Although privatisation will affect all areas of the city, the most affected would be those with less paying capacity. Delhi has more than 1,600 unauthorised colonies with around 40 lakh people and many of them are eligible voters. Most of these colonies are awaiting regularisation, without which there cannot be proper piped water supply and sanitation facility.

Mehtab Aalam from the Coalition for Protection of Human Rights Defenders pointed out how several colonies, which were regularised long ago, still do not have piped drinking water supply. "Several areas in Jamia Nagar neither have piped drinking water, nor proper sanitation facility," he said.

This is possibly for the first time, NGOs, civil society groups, trade unions and those at the ground level under various movements have come together to demand and assert water as the fundamental right for all.

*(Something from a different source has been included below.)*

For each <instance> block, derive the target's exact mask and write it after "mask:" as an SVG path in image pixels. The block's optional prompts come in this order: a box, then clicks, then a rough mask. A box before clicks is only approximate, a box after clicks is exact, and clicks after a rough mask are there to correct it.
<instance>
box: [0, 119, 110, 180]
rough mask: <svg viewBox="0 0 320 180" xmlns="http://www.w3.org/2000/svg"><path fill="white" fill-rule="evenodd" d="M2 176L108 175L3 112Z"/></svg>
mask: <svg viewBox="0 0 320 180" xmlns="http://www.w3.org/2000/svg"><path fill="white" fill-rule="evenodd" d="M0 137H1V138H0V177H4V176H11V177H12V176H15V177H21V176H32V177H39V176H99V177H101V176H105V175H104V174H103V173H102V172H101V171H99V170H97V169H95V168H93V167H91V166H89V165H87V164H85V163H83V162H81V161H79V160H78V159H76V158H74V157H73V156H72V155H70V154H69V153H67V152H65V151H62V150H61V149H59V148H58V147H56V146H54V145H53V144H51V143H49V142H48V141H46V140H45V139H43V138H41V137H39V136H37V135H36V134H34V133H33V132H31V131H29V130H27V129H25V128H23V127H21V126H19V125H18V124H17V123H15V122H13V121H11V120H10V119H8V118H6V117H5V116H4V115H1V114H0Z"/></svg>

In 2005, a similar movement had thwarted a World Bank-aided privatisation of water move in Delhi when hundreds of groups, including RWAs, had joined hands to fight the problem.

"The ghost of 'privatisation' has raised its head again. The Constitution talks of every citizen's right to water. It is a constitutional and democratic right. So why can't water be a legal right too?" asked Kiran Shaheen from Pani Hakk Abhiyan (PHA).

Aiming to increase efficiency and financial sustainability, the Delhi government through Delhi Jal Board (DJB) has started involving private sector in various activities. It is already implementing projects under the PPP model and has private firms maintaining treatment plants. It has already started pilot projects for outsourcing certain services.

The draft National Water Policy 2012, too, states that several cities in India have already taken steps towards privatisation and distribution of water. "In the context of liberalisation, privatisation and globalisation, the collective that PHA feels 'politics of water' is an equally important issue," she said.

The Pani Hakk Abhiyan plans to hold a convention soon to highlight these issues.